The first title announced for Valiant’s new release was X-O Manowar. It’s safe to say that this announcement caused quite a stir of excitement amongst hardcore Valiant fans across the comic spectrum, but when Valiant announced the second release, I think I could almost hear the cheers that Harbinger was coming back. Everything starts somewhere though, and I just had to get my hands on a copy of the very first Harbinger issue that I had so long ago. We need to see where it all started and maybe we can even figure out why copies of this particular issue go for $20 or more, before being CGC graded. Let’s go back to Valiant’s beginnings as we take a look at Harbinger #1!
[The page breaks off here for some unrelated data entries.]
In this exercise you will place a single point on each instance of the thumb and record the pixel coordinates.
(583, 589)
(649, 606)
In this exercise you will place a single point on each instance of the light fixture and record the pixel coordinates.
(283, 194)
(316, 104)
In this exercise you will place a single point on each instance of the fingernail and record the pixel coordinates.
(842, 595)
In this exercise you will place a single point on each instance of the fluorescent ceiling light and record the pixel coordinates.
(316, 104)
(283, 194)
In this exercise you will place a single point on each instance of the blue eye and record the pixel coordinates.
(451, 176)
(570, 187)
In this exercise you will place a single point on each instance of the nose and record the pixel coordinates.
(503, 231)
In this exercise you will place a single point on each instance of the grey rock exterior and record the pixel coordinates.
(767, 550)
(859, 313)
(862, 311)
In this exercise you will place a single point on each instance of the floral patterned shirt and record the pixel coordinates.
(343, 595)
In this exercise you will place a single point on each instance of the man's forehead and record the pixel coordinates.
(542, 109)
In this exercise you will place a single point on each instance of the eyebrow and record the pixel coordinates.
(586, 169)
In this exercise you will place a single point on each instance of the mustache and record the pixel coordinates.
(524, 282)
Pete and Kris, two teenagers, are flying high above Interstate 95, just outside of Washington D.C. in a red sports car with a helicopter chasing after them. Though Kris may be normal, Pete is obviously very different. Pete is a Harbinger, a person with exceptional abilities that no normal person can have. Pete doesn’t even know what he’s capable of, but with what he can do, he’s able to lift and fly a car and enter people’s minds. Pete is obviously important and he knows this. Forcing the helicopter to land, Pete tries to find out why these men are following him. Before any real information comes out, Pete and Kris are in trouble again. Three other Harbinger’s have found them, and the battle is on.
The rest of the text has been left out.